Gaga’s new song serves as the perfect expression of this bold mainstreaming of cultural outlaws. ‘Don’t be a drag, just be a queen!’ she chants in her fierce voice, pointing her fans away from the incendiary trickery of the flamboyant transvestite and toward a more feel-good form of individual celebration.

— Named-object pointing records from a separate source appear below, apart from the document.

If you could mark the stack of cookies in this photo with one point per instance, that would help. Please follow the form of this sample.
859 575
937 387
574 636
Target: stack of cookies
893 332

She imitates Madonna’s deadpan rap from ‘Vogue,’ but where Madge’s song celebrated the way Harlem drag artists (and stars like herself) made posing into a defensive warrior stance, Gaga offers a clever update on the Benneton ad concept of marketable variety -- ‘You’re black, white, beige, chola descent, you’re Lebanese, you’re orient,’ she intones, her clever if odd list ending on a pun that invokes both ‘Orientalism’ and ‘orientation.’ When Madonna recorded ‘Vogue’ and ‘Express Yourself,’ which ‘Born This Way’ also recalls, intense arguments about what shape liberation should take dominated liberal circles. Gaga’s moment is different: ‘Born This Way’ never hints that outsiders should remake the world in their image, instead invoking God and mommy to suggest that society’s frameworks need not change, only open their doors a little wider.

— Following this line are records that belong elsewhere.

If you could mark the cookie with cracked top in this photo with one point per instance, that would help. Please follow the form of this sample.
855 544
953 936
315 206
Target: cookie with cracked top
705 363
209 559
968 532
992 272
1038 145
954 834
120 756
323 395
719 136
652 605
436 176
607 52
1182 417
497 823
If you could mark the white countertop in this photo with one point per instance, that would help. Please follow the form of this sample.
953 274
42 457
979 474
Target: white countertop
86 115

This is the same glass ceiling smasher’s dream of liberation promoted on ‘Glee’ and through projects such as the It Gets Better Project; it’s pragmatic and focused on personal epiphanies rather than sweeping social change. Gaga’s clear embrace of this stance reinforces her status as the ideal rock star for a world struggling to center itself -- for all her flash and grotesquery, she means to be a steadying force, not a revolutionary.

Yet ‘Born This Way’ does unsettle things through one reliable route: its production. Whether its sound comes too close to one or another Madonna song seems beside the point; what current pop hit doesn’t go green by recycling something familiar? More intriguing is the unstable sonic base created by Gaga and her co-producers, Fernando Garibay and DJ White Shadow.

Though nowhere near as compelling as the work Gaga has done with RedOne, ‘Born This Way’ throws a lot into its four minutes: a clacking hint of dubstep, the thump of Hi-NRG disco, a breakdown that borrows from the Latin dance floor that Garibay has previously visited with Enrique Iglesias. Mainstreaming diversity may be Gaga’s favorite political cause, but it’s something that music effortlessly accomplishes -- at least in the good old utopian space of the sweaty club.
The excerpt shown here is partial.